Inflation data from UK, Eurozone and South Africa top modest run of data, with US Housing Starts also due; ECB and BoE speakers; busier run of earnings headlined by Goldman Sachs and Tesla; German, UK & US auctions
U.K. CPI: some relief as transport drags headline and lower, but Services still very sticky; should be enough to prompt BoE to revert to 25 bps hike, focus turns to Ramsden speech
ECB hawks tone down rhetoric, suggesting peak may be closer at hand
EVENTS PREVIEW
Inflation data from the UK, Eurozone and South Africa features along with US Housing Starts and a busier and more varied run of US corporate earnings. While Goldman Sachs and Tesla will attract most attention in terms of the latter, there are also results from the resource sector via way of Alcoa, Baker Hughes and Halliburton, as well as IBM, Netflix, Northern Trust and United Airlines. There are two hawkish leaning central bank speakers, ECB’s Vujcic and BoE’s Ramsden, with the focus on whether Vujcic follows arch hawks Knot and Nagel who yesterday pushed back quite hard on the idea of a September rate ECB rate hike, while Ramsden speaks on the BoE’s quantitative tightening programme and obviously hot on the heels of the inflation data. Govt bond supply comes via way of UK 5-yr, German 30-yr and the unloved US 20-yr. US Housing Starts are forecast to see a reactive correction of -9.6% m/m after May’s 21.2% m/m surge to a very long-term average 1.48 Mln SAAR pace.

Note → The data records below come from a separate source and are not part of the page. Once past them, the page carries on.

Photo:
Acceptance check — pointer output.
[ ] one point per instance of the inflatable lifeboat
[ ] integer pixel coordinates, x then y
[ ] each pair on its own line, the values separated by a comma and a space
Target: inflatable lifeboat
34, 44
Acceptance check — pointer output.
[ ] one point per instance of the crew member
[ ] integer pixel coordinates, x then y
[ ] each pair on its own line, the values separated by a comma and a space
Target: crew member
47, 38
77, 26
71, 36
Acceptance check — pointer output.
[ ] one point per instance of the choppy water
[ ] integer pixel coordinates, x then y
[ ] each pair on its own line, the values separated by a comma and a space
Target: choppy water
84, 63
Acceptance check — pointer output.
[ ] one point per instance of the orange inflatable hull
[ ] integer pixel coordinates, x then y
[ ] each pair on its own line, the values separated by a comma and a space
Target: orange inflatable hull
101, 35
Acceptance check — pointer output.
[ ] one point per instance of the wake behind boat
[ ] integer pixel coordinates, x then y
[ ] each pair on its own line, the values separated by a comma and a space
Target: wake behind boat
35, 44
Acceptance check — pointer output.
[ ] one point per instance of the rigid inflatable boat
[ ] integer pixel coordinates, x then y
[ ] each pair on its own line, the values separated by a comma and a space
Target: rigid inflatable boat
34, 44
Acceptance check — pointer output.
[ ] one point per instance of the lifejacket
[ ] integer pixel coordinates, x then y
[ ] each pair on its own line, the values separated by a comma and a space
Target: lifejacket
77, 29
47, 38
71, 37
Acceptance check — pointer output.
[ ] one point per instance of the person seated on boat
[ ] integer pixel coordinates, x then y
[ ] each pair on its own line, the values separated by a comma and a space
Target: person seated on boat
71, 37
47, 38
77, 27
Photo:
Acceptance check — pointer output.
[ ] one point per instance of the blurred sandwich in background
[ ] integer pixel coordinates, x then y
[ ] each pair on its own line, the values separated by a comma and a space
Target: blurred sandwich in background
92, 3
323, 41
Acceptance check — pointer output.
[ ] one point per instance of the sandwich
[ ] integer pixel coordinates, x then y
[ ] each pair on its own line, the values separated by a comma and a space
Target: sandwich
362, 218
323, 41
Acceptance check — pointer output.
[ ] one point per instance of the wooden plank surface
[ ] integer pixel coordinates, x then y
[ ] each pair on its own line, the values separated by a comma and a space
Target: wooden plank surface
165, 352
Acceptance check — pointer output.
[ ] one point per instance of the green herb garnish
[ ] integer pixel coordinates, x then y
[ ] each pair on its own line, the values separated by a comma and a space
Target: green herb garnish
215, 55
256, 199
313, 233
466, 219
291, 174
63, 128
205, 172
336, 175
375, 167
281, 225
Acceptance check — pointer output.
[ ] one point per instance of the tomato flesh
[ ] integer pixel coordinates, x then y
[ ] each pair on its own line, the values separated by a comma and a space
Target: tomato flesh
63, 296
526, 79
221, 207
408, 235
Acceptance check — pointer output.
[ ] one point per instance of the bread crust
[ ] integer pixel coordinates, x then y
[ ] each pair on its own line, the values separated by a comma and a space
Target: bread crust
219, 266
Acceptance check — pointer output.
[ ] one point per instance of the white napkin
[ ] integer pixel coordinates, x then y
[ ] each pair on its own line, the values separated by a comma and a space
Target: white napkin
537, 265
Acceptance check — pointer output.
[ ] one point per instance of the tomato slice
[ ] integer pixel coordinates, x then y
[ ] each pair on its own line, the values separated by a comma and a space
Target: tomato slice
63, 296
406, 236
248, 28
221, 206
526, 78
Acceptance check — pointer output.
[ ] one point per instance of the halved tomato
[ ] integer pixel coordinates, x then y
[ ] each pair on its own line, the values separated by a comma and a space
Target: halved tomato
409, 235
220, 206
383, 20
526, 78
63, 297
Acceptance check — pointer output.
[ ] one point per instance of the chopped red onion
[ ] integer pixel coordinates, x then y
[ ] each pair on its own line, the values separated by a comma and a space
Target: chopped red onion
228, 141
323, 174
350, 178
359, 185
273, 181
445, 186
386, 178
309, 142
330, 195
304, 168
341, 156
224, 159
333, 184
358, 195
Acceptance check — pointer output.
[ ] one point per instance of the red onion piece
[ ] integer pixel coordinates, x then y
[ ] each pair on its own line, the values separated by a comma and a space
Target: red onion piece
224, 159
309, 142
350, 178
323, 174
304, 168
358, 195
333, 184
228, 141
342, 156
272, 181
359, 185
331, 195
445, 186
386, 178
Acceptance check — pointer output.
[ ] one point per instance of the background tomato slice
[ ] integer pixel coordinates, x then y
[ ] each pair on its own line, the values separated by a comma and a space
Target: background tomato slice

** U.K. – June CPI, RPI & PPI **
Finally, some relief on UK inflation, with a 0.0% m/m drop in transport prices accounting for much of the lower than expected 0.1% m/m 7.9% y/y reading on headline, while core also undershot forecasts at 6.9% v3. an expected 7.1%. But inflation remains very high, and Services CPI remains very sticky at 7.2% y/y vs. prior 7.4%, and the easing in Food Prices to 0.4% m/m, still leaves the y/y rate at a whopping 17.3% y/y (prior 18.3%). PPI again underlined little in the way of pipeline pressures with core PPI Output falling 0.2% m/m. This may be just enough of a drop to allow the BoE to hike rates by 25 bps in August rather than 50 bps, and the peak in rates is likely to be lower than the previously expected 6.5%, with markets now looking for rates to peak close to 6.0%
** Eurozone – June final CPI **
June final HICP is expected to be unrevised, with headline falling to 5.5% from 6.1% y/y, but core edging up 0.1 ppt to 5.4% y/y, but it will be the details on so-called super core (last 6.8% y/y) and low volatility inflation (last 5.3% y/y), which will be key in terms of market expectations on ECB rates.